Sorry fellas, your secret is out!
the last line is absolutely true.
beards are this unspoken bond between men.
Beards. They’re wonderful. I love my own beard. The relationship between a man and his beard is unique. It’s this sense of pride at what your face can do with itself. Growing a beard makes you want to wear flannel and build things with your hands. It’s an effective tool to shield that pretty face of yours against the Arctic winds that beleaguer us here in New York and other cities along the Eastern Seaboard. My beard grows out red for some reason (I don’t have red hair), and I like nothing more than when the afternoon sunlight kisses that rugged facial masterpiece, giving it a beautiful copper glow. I feel good about myself and my body when I stand before the mirror on a Sunday evening, shirtless, as I trim and tame that majestic mane that serves as a masculine ornament and a tribute to the Herculean warriors that have come before us modern men. I encourage my friends to grow beards, and when No Shave November comes around I become almost militant about it. They say it makes them look older, and I fully concur. Without the beard, I look like a twelve year old… as opposed to now when I look like a twelve year old with a beard, which is infinitely more awesome and does not dampen my self-esteem in any way.
In this ode to beards, my dear friends and followers I have something to ask of you, a request for the coming year you might think of it.
If you are a bearded male, I congratulate you brother on your effort, and I admire that facial medal. Take good care of your beard, cleanse it, perfume it and display it with pride.
If you are an unbearded male, I encourage you brother to put that razor down and see what your face is capable of doing. See how liberating it is to not have to fret over shaving regularly. Try it, experiment a little and see how you like it. You say your job/school/residence/spaceship doesn’t allow beards, I say fuck the police. You say your girlfriend/boyfriend/mother/roommate doesn’t like facial hair, I say tell them that it’s your face and you will do whatever the hell you want with it! (Except get a face tattoo. Don’t get a face tattoo.)

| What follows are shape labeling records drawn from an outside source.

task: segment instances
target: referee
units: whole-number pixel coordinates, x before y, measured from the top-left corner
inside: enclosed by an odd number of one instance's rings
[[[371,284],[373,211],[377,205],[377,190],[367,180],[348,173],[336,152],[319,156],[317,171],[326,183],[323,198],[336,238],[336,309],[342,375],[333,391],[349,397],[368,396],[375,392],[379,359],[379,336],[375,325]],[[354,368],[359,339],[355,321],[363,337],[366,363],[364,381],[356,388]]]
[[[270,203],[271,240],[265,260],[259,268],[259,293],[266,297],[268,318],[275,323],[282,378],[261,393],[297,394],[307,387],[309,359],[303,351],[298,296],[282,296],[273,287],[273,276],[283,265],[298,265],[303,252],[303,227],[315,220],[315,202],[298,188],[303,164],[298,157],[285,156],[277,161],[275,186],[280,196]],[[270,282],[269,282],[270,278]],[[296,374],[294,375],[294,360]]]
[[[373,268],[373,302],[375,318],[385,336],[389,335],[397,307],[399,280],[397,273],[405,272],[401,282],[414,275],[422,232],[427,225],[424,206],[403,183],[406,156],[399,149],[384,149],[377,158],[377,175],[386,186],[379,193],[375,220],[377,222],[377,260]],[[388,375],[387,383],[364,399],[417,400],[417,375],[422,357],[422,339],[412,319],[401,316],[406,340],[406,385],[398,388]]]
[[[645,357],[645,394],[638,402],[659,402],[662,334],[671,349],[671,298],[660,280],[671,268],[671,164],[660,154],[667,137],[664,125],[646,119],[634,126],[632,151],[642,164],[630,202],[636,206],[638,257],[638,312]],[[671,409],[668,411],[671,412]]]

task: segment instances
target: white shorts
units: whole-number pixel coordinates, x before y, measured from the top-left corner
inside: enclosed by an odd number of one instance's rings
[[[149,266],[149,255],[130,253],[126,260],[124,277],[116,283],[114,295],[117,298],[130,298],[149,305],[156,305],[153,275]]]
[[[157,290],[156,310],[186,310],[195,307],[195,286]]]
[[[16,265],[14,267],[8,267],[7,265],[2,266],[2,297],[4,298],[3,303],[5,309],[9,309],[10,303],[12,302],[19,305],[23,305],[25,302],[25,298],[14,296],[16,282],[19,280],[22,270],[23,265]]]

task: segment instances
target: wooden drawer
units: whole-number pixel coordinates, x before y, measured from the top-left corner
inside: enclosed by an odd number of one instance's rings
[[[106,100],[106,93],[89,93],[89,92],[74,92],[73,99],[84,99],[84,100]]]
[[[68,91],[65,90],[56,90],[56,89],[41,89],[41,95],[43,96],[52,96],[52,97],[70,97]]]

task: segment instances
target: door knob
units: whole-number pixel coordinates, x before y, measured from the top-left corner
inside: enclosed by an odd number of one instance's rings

If you are a female, DO NOT GROW A BEARD. It’s not that I’m being selfish or misogynistic. Beards are manly; it may be a social construct or it may be biology. Either way, this cannot stop you from being a bearded sister at heart by supporting the bearded males you know. This means do not ask them to shave it, or drop hints on how they look better without it, or make jest of their facial attempts at hair growth. Instead compliment the man on his beard, stroke his face every once in a while, and maybe buy him a flannel shirt.
And with this my dear friends, I will bid you adieu as I drive off into the sunset.